Malcolm Cowley Archive. Book, 3 Letters, 2 Post Cards, Photo Signed

Book: The View from 80. By Malcolm Cowley. The Viking Press. New York. (1980). (First Printing). xv,74 pages. 8-1/4 inches. Dust jacket. Edge tears to the dust jacket, lightly used. - - - Inscribed on the front end page: “For Betty S. Cox Ph. D. / In memory of a pleasant correspondence and now to welcome her – a little prematurely – to our select society. / Malcolm Cowley / December 1984.”

Photograph: Young Malcolm Cowley. 3-1/4 x 2-5/8 inches. Inscribed on the reverse side, in ink: “For Betty Cox / An old photograph, abou ’52, but the only small one I have. / Malcolm Cowley.”

Typed Letter Signed (TLS): Malcolm Cowley. Sherman, Conn. December 18, 1962. To: Betty (S. Cox). Signed: “Malcolm.” 1 page. 11 x 8-1/2 inches. In Part: Sympathy to Betty Cox on the loss of a child; encouragement on her dissertation on MC and other options;  his recent writings, i.e. Black Cargoes and essays for the Saturday Review & Sewanee (Review).

Typed Letter Signed (TLS): Malcolm Cowley. Sherman, Conn. November 15, 1969. To: Betty Cox. Signed: “Malcolm Cowley.” 1 page. 9-3/4 x 7-3/4 inches. In Part: …I have spoken several times at Duke, Chapel Hill North Carolina State, and once at Wake Forrest … North Carolina, a pleasant state. Mentions books: Think Back On Us & A Many Windowed House. Hawthorne to Ezra Pound. “The Long Voyage: A Study of the Poetry of Malcolm Cowley.”  Another bibliography (of Malcolm Cowley) 173 manuscript pages.

Post Card Signed. Malcolm Cowley. Oct. 30, 1960. To: Mrs. Cox. Signed: “Malcolm Cowley.” In Part: “…months without items to add to your bibliography – I’ve been teaching, reading, & that’s all..”

Post Card Signed. Malcolm Cowley. July 22, 1968. To: Betty (Cox). Signed: “Malcolm Cowley.” In Part: “…My poems are coming out in November -  Blue Juniata: Collected Poems (Viking) …”

Typed Letter Signed (TLS): Malcolm Cowley. Sherman, Conn. November 24, 1984. To: Mr. Charles W. Cox. Signed: “Malcolm Cowley.” 1 page. 9-3/4 x 7-3/4 inches. Signature smudged. In Part: “The inscribed books go off by priority mail… My best regards to Betty. I had pleasant correspondence with her when she was doing her master’s thesis…”

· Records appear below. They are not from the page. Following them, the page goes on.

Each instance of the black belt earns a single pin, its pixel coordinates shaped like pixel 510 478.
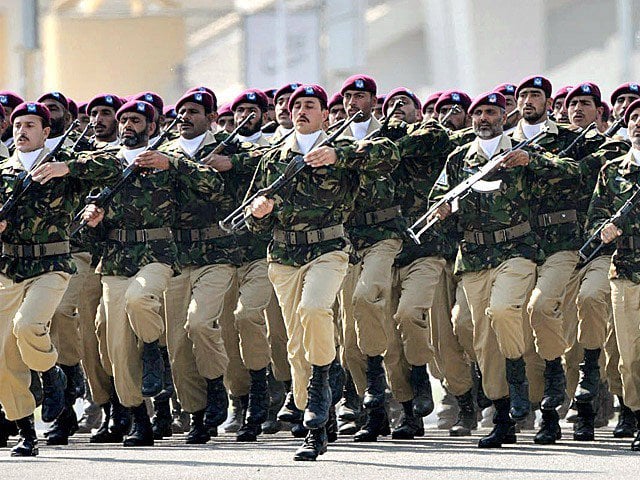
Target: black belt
pixel 140 236
pixel 307 237
pixel 199 234
pixel 498 236
pixel 36 250
pixel 373 218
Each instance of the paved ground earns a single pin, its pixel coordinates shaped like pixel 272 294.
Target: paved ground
pixel 434 456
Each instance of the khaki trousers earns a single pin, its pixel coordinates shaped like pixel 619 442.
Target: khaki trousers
pixel 497 299
pixel 194 304
pixel 625 298
pixel 306 295
pixel 26 309
pixel 132 307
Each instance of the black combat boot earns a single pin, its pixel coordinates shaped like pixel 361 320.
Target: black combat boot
pixel 215 412
pixel 410 427
pixel 315 443
pixel 503 429
pixel 626 426
pixel 589 383
pixel 258 396
pixel 152 369
pixel 198 434
pixel 319 397
pixel 467 419
pixel 374 393
pixel 555 384
pixel 583 429
pixel 377 424
pixel 422 396
pixel 141 434
pixel 54 382
pixel 28 443
pixel 549 428
pixel 518 388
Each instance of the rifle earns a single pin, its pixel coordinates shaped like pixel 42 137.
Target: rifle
pixel 595 239
pixel 237 220
pixel 25 179
pixel 464 188
pixel 107 194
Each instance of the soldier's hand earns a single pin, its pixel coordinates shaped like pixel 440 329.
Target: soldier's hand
pixel 517 158
pixel 321 157
pixel 220 163
pixel 93 215
pixel 261 207
pixel 153 160
pixel 609 233
pixel 49 170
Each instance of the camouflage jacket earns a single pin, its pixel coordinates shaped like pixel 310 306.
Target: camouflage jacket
pixel 45 211
pixel 617 181
pixel 504 200
pixel 149 201
pixel 199 211
pixel 318 197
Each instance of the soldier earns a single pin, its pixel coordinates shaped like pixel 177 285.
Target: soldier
pixel 616 183
pixel 309 254
pixel 35 274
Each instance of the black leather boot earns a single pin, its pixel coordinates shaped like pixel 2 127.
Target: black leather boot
pixel 422 396
pixel 503 429
pixel 152 369
pixel 467 419
pixel 410 427
pixel 28 443
pixel 518 388
pixel 198 433
pixel 374 393
pixel 555 384
pixel 141 434
pixel 319 397
pixel 549 428
pixel 589 382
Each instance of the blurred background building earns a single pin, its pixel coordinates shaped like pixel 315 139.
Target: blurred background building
pixel 83 47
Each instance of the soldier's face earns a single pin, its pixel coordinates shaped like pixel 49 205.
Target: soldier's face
pixel 488 121
pixel 29 133
pixel 533 104
pixel 104 123
pixel 622 102
pixel 195 121
pixel 308 115
pixel 354 100
pixel 134 130
pixel 583 111
pixel 283 116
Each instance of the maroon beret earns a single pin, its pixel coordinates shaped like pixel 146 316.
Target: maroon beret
pixel 536 81
pixel 584 89
pixel 10 99
pixel 254 96
pixel 336 99
pixel 401 91
pixel 312 91
pixel 209 91
pixel 152 98
pixel 625 88
pixel 453 97
pixel 363 83
pixel 201 98
pixel 105 100
pixel 633 106
pixel 32 108
pixel 57 96
pixel 137 106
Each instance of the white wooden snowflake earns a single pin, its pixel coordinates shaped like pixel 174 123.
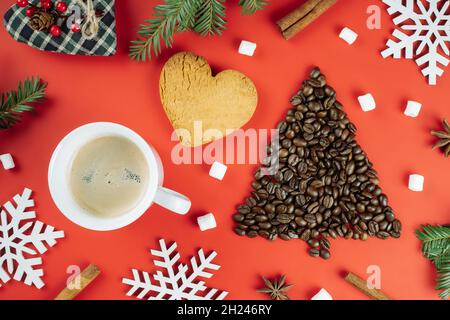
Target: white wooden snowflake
pixel 178 283
pixel 21 239
pixel 423 34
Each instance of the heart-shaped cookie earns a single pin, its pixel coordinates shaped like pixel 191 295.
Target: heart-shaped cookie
pixel 203 107
pixel 74 43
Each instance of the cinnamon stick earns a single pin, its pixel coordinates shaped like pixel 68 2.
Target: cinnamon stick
pixel 301 17
pixel 361 285
pixel 86 277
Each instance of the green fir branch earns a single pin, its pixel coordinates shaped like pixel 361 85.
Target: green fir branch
pixel 205 17
pixel 14 104
pixel 167 17
pixel 211 18
pixel 436 248
pixel 249 7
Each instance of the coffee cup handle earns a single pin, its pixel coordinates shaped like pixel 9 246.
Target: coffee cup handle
pixel 172 200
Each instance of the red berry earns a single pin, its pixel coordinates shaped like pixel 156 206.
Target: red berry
pixel 46 4
pixel 30 11
pixel 22 3
pixel 75 27
pixel 61 6
pixel 55 30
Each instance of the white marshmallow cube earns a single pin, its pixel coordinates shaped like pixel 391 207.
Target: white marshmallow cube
pixel 206 222
pixel 247 48
pixel 348 35
pixel 367 102
pixel 322 295
pixel 413 109
pixel 218 170
pixel 416 182
pixel 7 161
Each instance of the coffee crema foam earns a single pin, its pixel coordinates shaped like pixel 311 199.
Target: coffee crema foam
pixel 109 176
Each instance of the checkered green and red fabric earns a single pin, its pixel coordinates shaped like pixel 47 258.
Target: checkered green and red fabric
pixel 104 44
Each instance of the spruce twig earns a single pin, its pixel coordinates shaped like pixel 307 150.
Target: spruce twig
pixel 14 104
pixel 436 248
pixel 249 7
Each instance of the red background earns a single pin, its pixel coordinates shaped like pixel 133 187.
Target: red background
pixel 88 89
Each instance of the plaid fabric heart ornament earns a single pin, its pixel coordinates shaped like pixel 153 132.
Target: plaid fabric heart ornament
pixel 96 35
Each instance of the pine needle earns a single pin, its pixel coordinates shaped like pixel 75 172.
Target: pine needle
pixel 436 248
pixel 249 7
pixel 14 104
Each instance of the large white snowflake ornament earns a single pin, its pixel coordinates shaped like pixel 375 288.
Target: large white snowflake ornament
pixel 179 282
pixel 21 239
pixel 423 34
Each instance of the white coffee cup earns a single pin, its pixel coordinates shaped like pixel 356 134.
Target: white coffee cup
pixel 61 163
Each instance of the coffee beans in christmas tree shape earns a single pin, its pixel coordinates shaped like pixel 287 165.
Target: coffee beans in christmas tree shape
pixel 325 186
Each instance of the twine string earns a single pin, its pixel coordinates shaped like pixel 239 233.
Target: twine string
pixel 91 26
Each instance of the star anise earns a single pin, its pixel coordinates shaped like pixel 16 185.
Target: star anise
pixel 276 289
pixel 444 138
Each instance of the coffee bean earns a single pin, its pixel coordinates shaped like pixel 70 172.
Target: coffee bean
pixel 325 243
pixel 305 236
pixel 261 218
pixel 283 218
pixel 244 209
pixel 397 226
pixel 315 73
pixel 252 234
pixel 313 243
pixel 328 201
pixel 382 235
pixel 379 218
pixel 264 225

Copy of a note typed by Betty S. Cox (1 page) (4/18/2001) with seven crudely copied pages (Xerox copy, stapled) of from “The Portable Malcolm Cowley” mentioning Cowley and his Communist-sympathetic views. In Part: “…Malcolm Cowley’s letter-reply to my question put to him about how he regarded those years when he was regarded as a Communist-sympathetic. / That letter-reply is shown here within the Portable Cowley pages sent me by a lady in the West… But we became friends…” re: Mrs Ruth Nuzum of Boulder Colorado.

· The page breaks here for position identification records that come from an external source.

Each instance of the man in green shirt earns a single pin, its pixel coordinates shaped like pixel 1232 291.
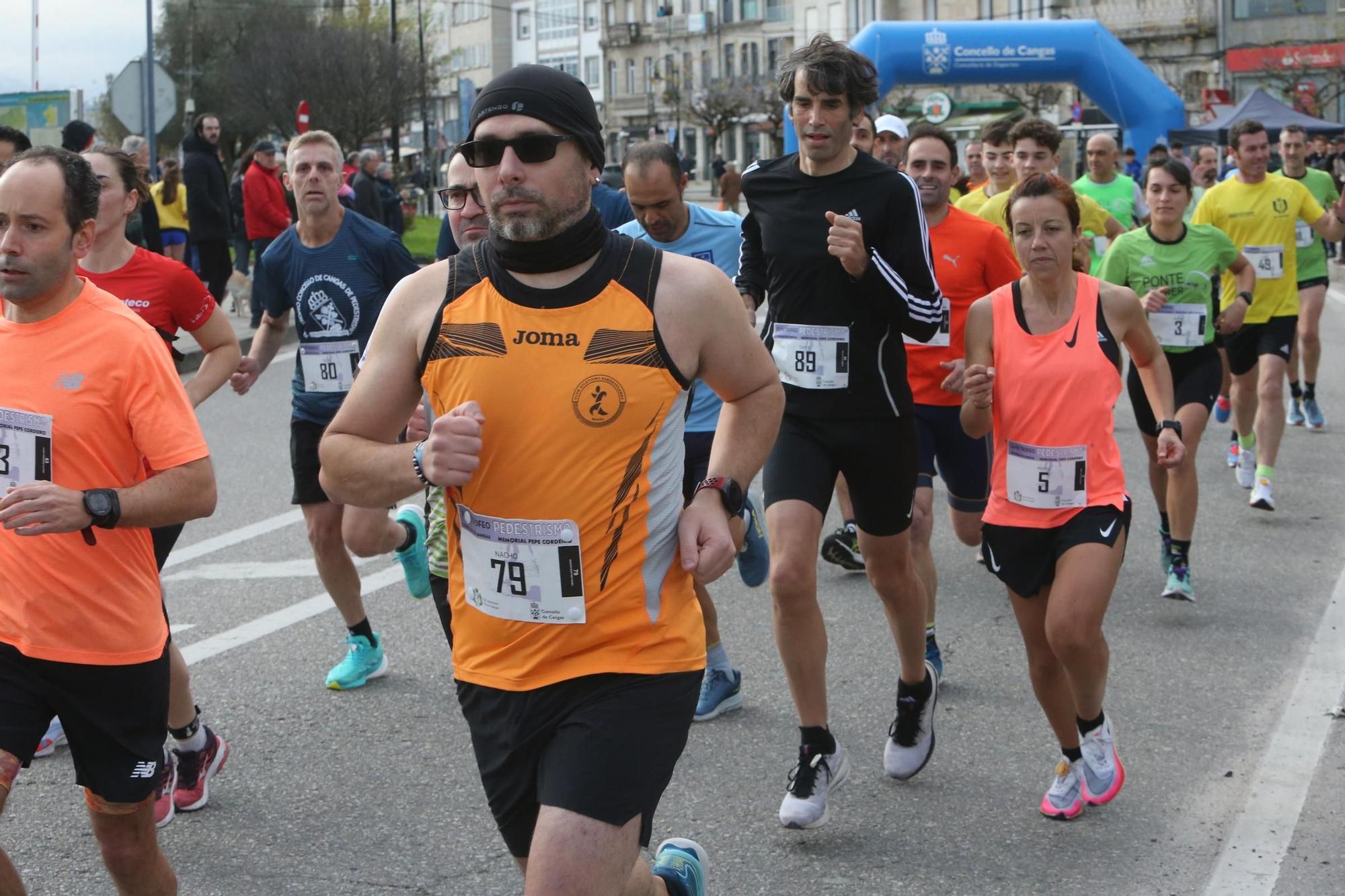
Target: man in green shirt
pixel 1114 192
pixel 1312 280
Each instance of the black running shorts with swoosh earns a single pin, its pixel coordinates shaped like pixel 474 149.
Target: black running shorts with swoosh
pixel 1026 559
pixel 878 456
pixel 599 745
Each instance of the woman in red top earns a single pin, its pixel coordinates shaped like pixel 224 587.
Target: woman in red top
pixel 1044 373
pixel 170 298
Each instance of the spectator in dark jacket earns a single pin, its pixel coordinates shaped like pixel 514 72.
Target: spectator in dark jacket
pixel 367 190
pixel 208 202
pixel 392 201
pixel 243 249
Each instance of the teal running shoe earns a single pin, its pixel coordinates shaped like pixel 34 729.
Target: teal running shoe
pixel 362 662
pixel 415 560
pixel 683 864
pixel 720 694
pixel 755 559
pixel 1313 415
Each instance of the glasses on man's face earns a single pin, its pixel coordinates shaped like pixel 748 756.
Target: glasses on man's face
pixel 455 198
pixel 529 149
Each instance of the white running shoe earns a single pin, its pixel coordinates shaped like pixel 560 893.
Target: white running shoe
pixel 1102 768
pixel 54 737
pixel 1246 469
pixel 810 783
pixel 1066 798
pixel 1262 498
pixel 911 737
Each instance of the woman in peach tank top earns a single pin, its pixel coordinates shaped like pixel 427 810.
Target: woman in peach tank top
pixel 1044 376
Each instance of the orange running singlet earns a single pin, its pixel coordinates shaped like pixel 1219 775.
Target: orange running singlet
pixel 972 257
pixel 1054 400
pixel 563 553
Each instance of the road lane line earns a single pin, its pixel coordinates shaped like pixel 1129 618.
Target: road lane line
pixel 233 537
pixel 271 623
pixel 1250 862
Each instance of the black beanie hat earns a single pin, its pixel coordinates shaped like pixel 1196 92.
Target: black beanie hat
pixel 548 95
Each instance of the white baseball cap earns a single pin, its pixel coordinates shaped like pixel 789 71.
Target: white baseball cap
pixel 894 124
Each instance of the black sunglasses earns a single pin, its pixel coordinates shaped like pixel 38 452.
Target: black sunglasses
pixel 531 150
pixel 455 198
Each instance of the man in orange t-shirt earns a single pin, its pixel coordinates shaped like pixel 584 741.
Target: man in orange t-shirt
pixel 89 404
pixel 972 257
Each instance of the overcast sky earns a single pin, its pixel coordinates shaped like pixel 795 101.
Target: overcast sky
pixel 81 42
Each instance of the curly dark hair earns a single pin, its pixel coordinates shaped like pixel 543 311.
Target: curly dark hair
pixel 83 188
pixel 832 68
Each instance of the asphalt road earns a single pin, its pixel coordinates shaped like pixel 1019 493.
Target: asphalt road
pixel 373 791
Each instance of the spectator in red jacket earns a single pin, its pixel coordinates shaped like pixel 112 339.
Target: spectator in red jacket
pixel 266 210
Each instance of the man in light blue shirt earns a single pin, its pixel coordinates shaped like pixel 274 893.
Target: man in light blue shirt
pixel 656 186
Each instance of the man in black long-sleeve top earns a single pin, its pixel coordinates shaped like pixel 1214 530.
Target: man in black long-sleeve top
pixel 837 241
pixel 208 202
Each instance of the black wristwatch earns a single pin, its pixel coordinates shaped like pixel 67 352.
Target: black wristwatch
pixel 731 494
pixel 104 506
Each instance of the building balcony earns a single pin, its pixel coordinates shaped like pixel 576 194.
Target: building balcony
pixel 1137 19
pixel 622 34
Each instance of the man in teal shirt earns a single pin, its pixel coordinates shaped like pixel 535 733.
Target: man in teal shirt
pixel 1312 280
pixel 1114 192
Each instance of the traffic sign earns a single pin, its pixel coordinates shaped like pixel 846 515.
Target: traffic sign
pixel 127 93
pixel 937 107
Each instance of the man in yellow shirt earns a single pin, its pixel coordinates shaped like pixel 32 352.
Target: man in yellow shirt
pixel 1260 214
pixel 1036 150
pixel 997 157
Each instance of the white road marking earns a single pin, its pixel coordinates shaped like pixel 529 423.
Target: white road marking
pixel 233 537
pixel 1256 848
pixel 302 568
pixel 286 618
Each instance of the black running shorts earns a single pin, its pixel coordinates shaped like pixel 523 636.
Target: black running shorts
pixel 878 456
pixel 1196 378
pixel 303 460
pixel 1026 559
pixel 962 462
pixel 599 745
pixel 115 719
pixel 696 463
pixel 1250 342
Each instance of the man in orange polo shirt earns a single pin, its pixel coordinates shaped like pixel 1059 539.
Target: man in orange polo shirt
pixel 972 257
pixel 89 408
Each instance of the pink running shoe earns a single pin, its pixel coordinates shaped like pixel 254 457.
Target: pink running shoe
pixel 1066 798
pixel 1104 772
pixel 197 768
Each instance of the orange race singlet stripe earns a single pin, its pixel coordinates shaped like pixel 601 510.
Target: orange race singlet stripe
pixel 1054 400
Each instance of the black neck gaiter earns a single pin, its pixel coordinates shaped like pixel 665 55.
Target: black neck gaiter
pixel 578 243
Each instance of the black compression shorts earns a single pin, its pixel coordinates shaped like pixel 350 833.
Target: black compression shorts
pixel 1026 559
pixel 599 745
pixel 878 456
pixel 1196 378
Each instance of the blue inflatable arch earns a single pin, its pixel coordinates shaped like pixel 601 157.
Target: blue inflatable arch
pixel 1081 52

Typed Letter Signed (TLS): Mrs. Wayne B. Nuzum. May 8. Signed: “Ruth: To: Mrs. (Betty) Cox. 1 page. 10-1/2 x 7-5/8 inches. Concerning M.C. (Malcolm Cowley).

Typed Letter Signed (TLS): Mrs. Wayne B. Nuzum. July 16, 1984. Signed: “Ruth: To: Betty (Cox). 1 page. 10-1/2 x 7-5/8 inches. With envelope. In Part: “Diane Eisenberg’s MC (Malcolm Cowley) checklist (1973) update & her visit with Malcolm… (Cowley) is such a dear and gentleman, I love him…”

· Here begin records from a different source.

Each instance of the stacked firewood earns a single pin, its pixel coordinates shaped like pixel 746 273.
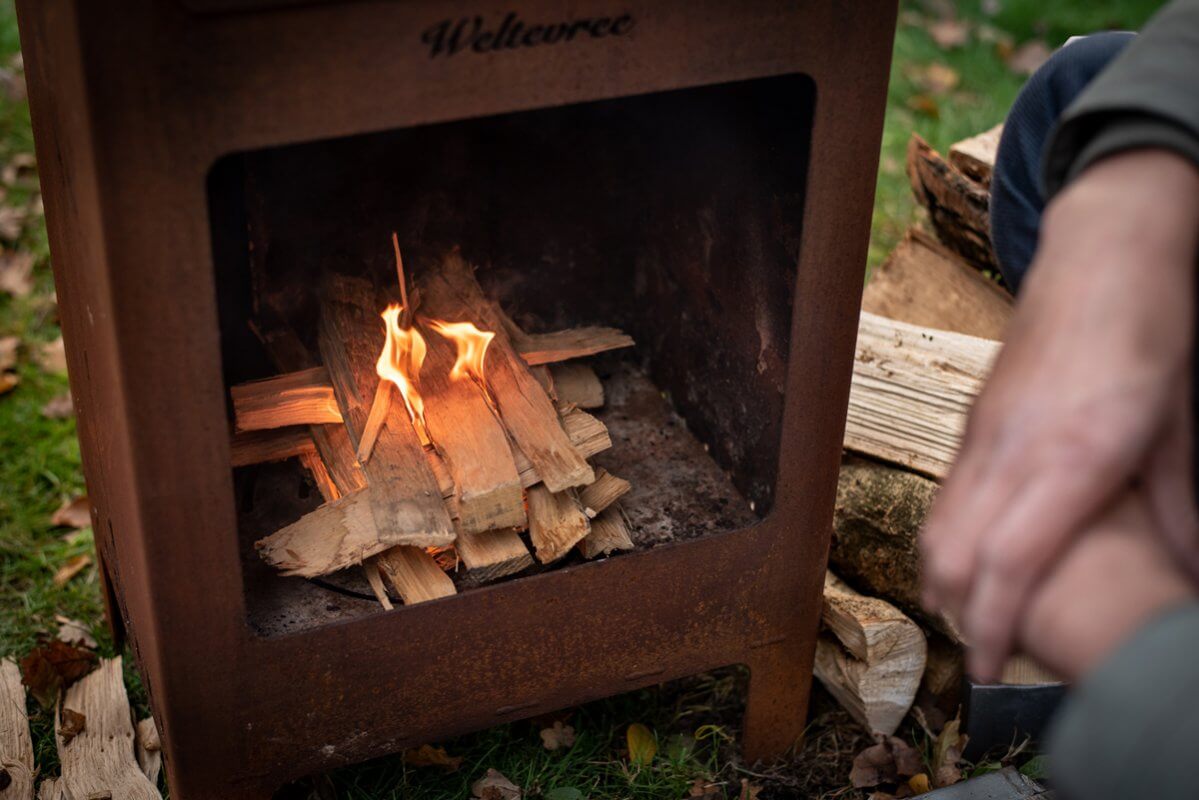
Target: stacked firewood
pixel 932 325
pixel 486 458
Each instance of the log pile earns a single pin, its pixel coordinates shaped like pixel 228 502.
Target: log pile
pixel 932 325
pixel 489 451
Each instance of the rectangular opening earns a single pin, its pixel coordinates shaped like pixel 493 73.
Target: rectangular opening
pixel 673 216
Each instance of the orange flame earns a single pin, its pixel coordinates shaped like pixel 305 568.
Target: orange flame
pixel 403 353
pixel 471 346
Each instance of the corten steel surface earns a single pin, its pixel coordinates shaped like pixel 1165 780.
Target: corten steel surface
pixel 132 108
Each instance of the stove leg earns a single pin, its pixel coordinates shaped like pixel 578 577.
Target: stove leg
pixel 777 705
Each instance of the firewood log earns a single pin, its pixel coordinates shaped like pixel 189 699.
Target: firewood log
pixel 957 205
pixel 451 293
pixel 874 659
pixel 404 494
pixel 16 745
pixel 98 762
pixel 911 391
pixel 923 283
pixel 302 397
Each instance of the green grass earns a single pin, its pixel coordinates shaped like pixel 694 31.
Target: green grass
pixel 694 720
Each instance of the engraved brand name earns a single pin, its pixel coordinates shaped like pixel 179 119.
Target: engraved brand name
pixel 452 36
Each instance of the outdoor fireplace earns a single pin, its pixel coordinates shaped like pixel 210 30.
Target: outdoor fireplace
pixel 223 180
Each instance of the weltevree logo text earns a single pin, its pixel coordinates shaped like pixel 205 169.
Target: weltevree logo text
pixel 453 36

Copy of Yankee Magazine article on Malcolm Cowley. March 1983. 7 pages (Xerox copy, stapled) that include the cover and 8 pages that contain the complete article. With manuscript note signed “BSC” (Betty S. Cox) in red ink, with notation and extensive underlining throughout.

Copy of Blair & Ketchum’s Country Journal article on Malcolm Cowley. October 1983. 10 pages (Xerox copy, stapled). With manuscript note signed “BSC” (Betty S. Cox) in red ink, with notation and extensive underlining.

Partial copy of “Invention from Knowledge: The Hemingway-Cowley Correspondence.” From James Nagel’s Ernest Hemingway: Writer in Context. Some 37 pages printed on 19 (Xerox copy, stapled). Unsigned note and underlining by Betty Cox.

Historical Note:

- - - Malcolm Cowley, a literary critic, historian, editor, poet and essayist who was best known for being the most trenchant chronicler of the so-called Lost Generation of post-World War I writers. … Mr. Cowley notably championed the work and advanced the careers of the post-World War I writers who sundered tradition and fostered a new era in American literature. He seldom included himself as a leading player in that famed company of authors who used Paris at one time or another as a base of operations and whose creativity came to fruition in the 1920's. But he was at the hub of activity and could at least be counted as an important figure even among such writers as Ernest Hemingway, William Faulkner, F. Scott Fitzgerald, John Dos Passos, Hart Crane, E. E. Cummings, Thornton Wilder and Edmund Wilson. … He possessed a strong sense of ironic detachment in assessing literature, which made him a valued editor at The New Republic and, from the mid-1940's, at Viking Press, the publishing house at which he worked part time until the spring of 1985, when he was 86. It was Mr. Cowley who rescued William Faulkner from possible early oblivion and who discovered John Cheever and goaded him to write. Later he championed such uncommon writers as Jack Kerouac, Allen Ginsberg, and Ken Kesey. …– New York Times, Obituary, March 29, 1989. “Malcolm Cowley, Writer, Is Dead at 90.”